Sparsity Runtime Integration with TF/TFLite for Latency Improvements #173

alanchiao · 2019-12-06T16:39:26Z

As suggested here, model pruning currently only provides benefits in model compression/size reduction. Further framework support is necessary to provide latency improvements in TF/TFLite.

sujoyrc · 2020-03-30T19:35:00Z

When do you think this will be included in tensorflow / TFLite release ? Is there a targeted timeline ? We are planning to do an internal development if this is not expected within this year (2020) based on this.

raziel · 2020-03-30T20:02:24Z

Hi.
We're expecting a Q2/Q3 release date, though full TFLite kernel support will be an ongoing process after that (i.e. not all TFLite kernels will have sparse execution support).

Also, we're hoping the current working-from-home situation won't affect things further.

Thanks

sujoyrc · 2020-03-31T11:33:38Z

Thank you

sujoyrc · 2020-04-03T19:11:29Z

Why is this closed ? will this be integrated in next version ?

alanchiao · 2020-04-07T18:10:12Z

Reopened. Will not be integrated necessarily in next release.

shariq-audiofocus · 2020-04-23T04:33:01Z

Will sparse models ever result in smaller/compressed *.tflite models? This would be a huge plus for low power use cases as it would reduce I/O.

Currently I'm working with a quantized 14MB model but if pruned & compressed it could go down to 2MB and be able to fit in the SRAM of some MCUs.

paulaksm · 2020-04-27T17:31:24Z

Will sparse models ever result in smaller/compressed *.tflite models? This would be a huge plus for low power use cases as it would reduce I/O.

Currently I'm working with a quantized 14MB model but if pruned & compressed it could go down to 2MB and be able to fit in the SRAM of some MCUs.

Same here! Currently my *tflite model and its sparse counterpart have the same storage requirements.

If TFLite could detect the zeros and change their type to uint8, this would make a huge difference on model size (MBs).

gordinmitya · 2020-06-20T06:01:41Z

@paulaksm @shariq-audiofocus
have you tried structural pruning instead?
if you worry about storage only why not to consider gzip compressing for the model file? (like cryptopp gzip)

shariq-audiofocus · 2020-06-22T17:25:20Z

@gordinmitya Thanks, I hadn't heard of structural pruning, seems like that could lead to smaller tflite binaries if it eliminates entire filters. Is structural pruning on the model-optimization roadmap?

Re: storage - I'm not worried about offline storage.
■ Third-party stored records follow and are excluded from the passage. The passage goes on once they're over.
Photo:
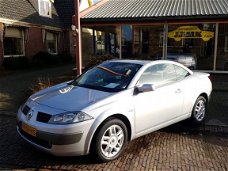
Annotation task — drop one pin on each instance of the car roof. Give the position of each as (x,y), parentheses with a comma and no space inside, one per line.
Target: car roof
(142,62)
(149,62)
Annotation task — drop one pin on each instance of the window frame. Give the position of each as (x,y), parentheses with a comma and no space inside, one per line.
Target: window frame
(23,45)
(55,42)
(49,8)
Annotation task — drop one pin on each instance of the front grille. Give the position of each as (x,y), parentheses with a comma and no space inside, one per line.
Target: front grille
(43,117)
(26,109)
(36,140)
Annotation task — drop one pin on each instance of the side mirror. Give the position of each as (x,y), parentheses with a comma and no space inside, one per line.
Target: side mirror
(146,88)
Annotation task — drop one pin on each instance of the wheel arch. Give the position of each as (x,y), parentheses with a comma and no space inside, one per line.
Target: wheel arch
(121,117)
(205,96)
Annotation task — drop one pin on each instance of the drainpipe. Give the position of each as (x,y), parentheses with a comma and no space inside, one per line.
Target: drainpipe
(216,46)
(78,38)
(120,40)
(165,40)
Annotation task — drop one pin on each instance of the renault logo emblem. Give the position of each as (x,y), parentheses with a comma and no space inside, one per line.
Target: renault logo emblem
(29,115)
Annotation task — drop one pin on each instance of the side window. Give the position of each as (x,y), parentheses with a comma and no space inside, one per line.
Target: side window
(169,74)
(181,73)
(158,75)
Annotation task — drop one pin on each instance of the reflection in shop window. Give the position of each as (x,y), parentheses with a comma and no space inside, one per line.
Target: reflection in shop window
(147,42)
(192,45)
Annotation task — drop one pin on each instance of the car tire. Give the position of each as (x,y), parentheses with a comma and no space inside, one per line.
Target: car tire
(199,110)
(110,140)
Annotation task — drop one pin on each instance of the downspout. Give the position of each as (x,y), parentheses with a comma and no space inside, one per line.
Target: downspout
(78,38)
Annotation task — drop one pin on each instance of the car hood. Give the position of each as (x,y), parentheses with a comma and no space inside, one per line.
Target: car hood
(68,97)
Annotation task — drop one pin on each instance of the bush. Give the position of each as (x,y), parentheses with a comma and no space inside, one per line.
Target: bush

I'm worried about latency & power usage during inference on tiny edge devices (probably MCUs). ARM is developing processors [1] that can do online decompression of weights on-the-fly during inference. This is interesting because now you can fit larger models in memory by utilizing their compression technique. If the model fits in memory (SRAM) you get lower latency & power usage. I'm wondering if the model-optimization & TFLite team are thinking about this or if it's outside their scope.

[1] https://www.theregister.com/2020/02/10/arm_cortex_m_ai_accelerator/ - "To fit this all into a small memory and silicon footprint, the microNPU can decompress trained INT8 models on the fly for inference."

willbattel · 2020-06-23T00:02:42Z

Structural pruning is really important to my team, too. The current zero-weight pruning for compression is nice but we're far more interested in reduced file sizes to be able to fit models into SRAM instead of DRAM.

I'm hopeful that this library will eventually support structural pruning- but so far I haven't seen any mention of it.

edumotya · 2020-08-26T08:31:58Z

Any updates on this? Can we expect latency improvements for our pruned models?

pedroska777 · 2020-08-27T22:54:44Z

Can you estimate its release date for inference time optimization?

liyunlu0618 · 2020-08-27T22:59:08Z

Sorry for keeping you waiting. We're actively working on making the initial release of sparse inference support in TFLite. It's hard to give an exact date but hopefully before Q3 ends. Thanks for your patience!

liyunlu0618 · 2020-08-27T23:02:40Z

A spoiler:
https://github.com/tensorflow/model-optimization/blob/master/tensorflow_model_optimization/python/examples/sparsity/keras/mnist/mnist_e2e.py

Please note that we're still finalizing the API. The workflow in the released version may look different.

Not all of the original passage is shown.